Department of Comparative Medicine, Yale School of Medicine, New Haven, Connecticut, United States of America.
Lister Hill National Center for Biomedical Communications, National Library of Medicine, Bethesda, Maryland, United States of America.
PLoS One. 2019 Dec 17;14(12):e0226176. doi: 10.1371/journal.pone.0226176. eCollection 2019.
Discovery studies in animals constitute a cornerstone of biomedical research, but suffer from lack of generalizability to human populations. We propose that large-scale interrogation of these data could reveal patterns of animal use that could narrow the translational divide. We describe a text-mining approach that extracts translationally useful data from PubMed abstracts. These comprise six modules: species, model, genes, interventions/disease modifiers, overall outcome and functional outcome measures. Existing National Library of Medicine natural language processing tools (SemRep, GNormPlus and the Chemical annotator) underpin the program and are further augmented by various rules, term lists, and machine learning models. Evaluation of the program using a 98-abstract test set achieved F1 scores ranging from 0.75-0.95 across all modules, and exceeded F1 scores obtained from comparable baseline programs. Next, the program was applied to a larger 14,481 abstract data set (2008-2017). Expected and previously identified patterns of species and model use for the field were obtained. As previously noted, the majority of studies reported promising outcomes. Longitudinal patterns of intervention type or gene mentions were demonstrated, and patterns of animal model use characteristic of the Parkinson's disease field were confirmed. The primary function of the program is to overcome low external validity of animal model systems by aggregating evidence across a diversity of models that capture different aspects of a multifaceted cellular process. Some aspects of the tool are generalizable, whereas others are field-specific. In the initial version presented here, we demonstrate proof of concept within a single disease area, Parkinson's disease. However, the program can be expanded in modular fashion to support a wider range of neurodegenerative diseases.

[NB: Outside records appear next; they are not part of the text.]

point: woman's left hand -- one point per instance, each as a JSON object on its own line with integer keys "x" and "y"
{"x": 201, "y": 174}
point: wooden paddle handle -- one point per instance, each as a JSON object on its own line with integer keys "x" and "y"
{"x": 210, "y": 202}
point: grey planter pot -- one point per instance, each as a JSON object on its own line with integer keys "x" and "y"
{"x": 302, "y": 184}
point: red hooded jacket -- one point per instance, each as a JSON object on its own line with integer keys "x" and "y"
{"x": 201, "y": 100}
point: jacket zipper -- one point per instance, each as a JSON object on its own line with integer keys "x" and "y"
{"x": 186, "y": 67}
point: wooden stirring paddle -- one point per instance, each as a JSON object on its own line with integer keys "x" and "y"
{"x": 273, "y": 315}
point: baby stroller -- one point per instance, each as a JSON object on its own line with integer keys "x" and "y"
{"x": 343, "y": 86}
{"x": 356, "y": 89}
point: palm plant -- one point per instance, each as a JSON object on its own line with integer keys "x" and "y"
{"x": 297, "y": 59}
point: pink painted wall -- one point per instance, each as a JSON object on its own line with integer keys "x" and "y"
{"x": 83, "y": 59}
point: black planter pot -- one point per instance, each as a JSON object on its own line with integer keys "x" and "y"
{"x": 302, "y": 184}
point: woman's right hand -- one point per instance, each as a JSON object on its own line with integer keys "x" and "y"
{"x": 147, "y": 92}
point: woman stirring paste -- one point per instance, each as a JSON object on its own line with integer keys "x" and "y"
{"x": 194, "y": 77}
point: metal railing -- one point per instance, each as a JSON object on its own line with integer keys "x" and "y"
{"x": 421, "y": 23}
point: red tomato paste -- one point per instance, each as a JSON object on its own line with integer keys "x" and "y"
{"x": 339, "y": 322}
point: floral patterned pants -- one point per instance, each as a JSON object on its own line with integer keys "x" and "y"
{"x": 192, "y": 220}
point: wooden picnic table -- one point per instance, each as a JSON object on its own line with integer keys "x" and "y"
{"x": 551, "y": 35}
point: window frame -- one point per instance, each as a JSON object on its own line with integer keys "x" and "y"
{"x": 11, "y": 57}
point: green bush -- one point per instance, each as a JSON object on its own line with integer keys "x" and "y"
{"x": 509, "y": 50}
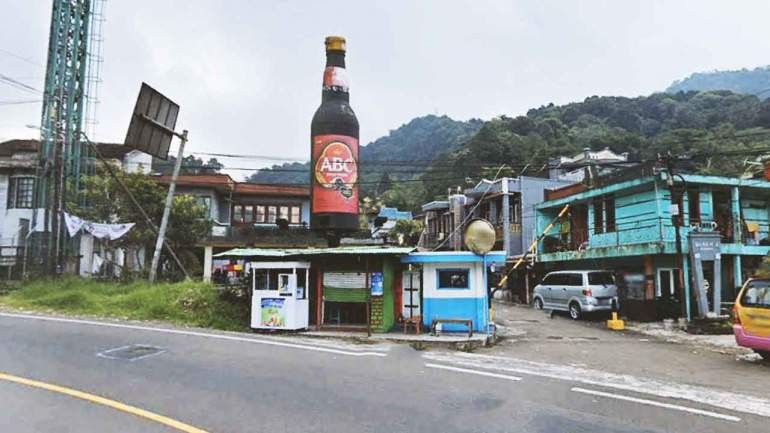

动物的发现研究构成了生物医学研究的基石,但缺乏对人类群体的普遍性。我们提出,对这些数据的大规模调查可能会揭示出可以缩小转化差距的动物使用模式。我们描述了一种从 PubMed 摘要中提取具有转化价值的数据的文本挖掘方法。这些包括六个模块:物种、模型、基因、干预/疾病修饰物、总体结果和功能结果测量。现有的国家医学图书馆自然语言处理工具(SemRep、GNormPlus 和化学注释器)为该程序提供了支持,并通过各种规则、术语列表和机器学习模型进一步增强。使用包含 98 个摘要的测试集对该程序进行评估,所有模块的 F1 分数在 0.75-0.95 之间,超过了可比基线程序的 F1 分数。接下来,该程序被应用于一个更大的 14481 个摘要数据集(2008-2017 年)。获得了该领域物种和模型使用的预期和先前确定的模式。如前所述,大多数研究报告了有希望的结果。干预类型或基因提及的纵向模式得到了证明,并且与帕金森病领域相关的动物模型使用模式得到了确认。该程序的主要功能是通过聚合不同模型的证据来克服动物模型系统的低外部有效性,这些模型捕获了一个多方面细胞过程的不同方面。该工具的某些方面具有通用性,而其他方面则是特定于领域的。在本文中介绍的初始版本中,我们在单个疾病领域(帕金森病)内证明了概念验证。然而,该程序可以以模块化的方式扩展,以支持更广泛的神经退行性疾病。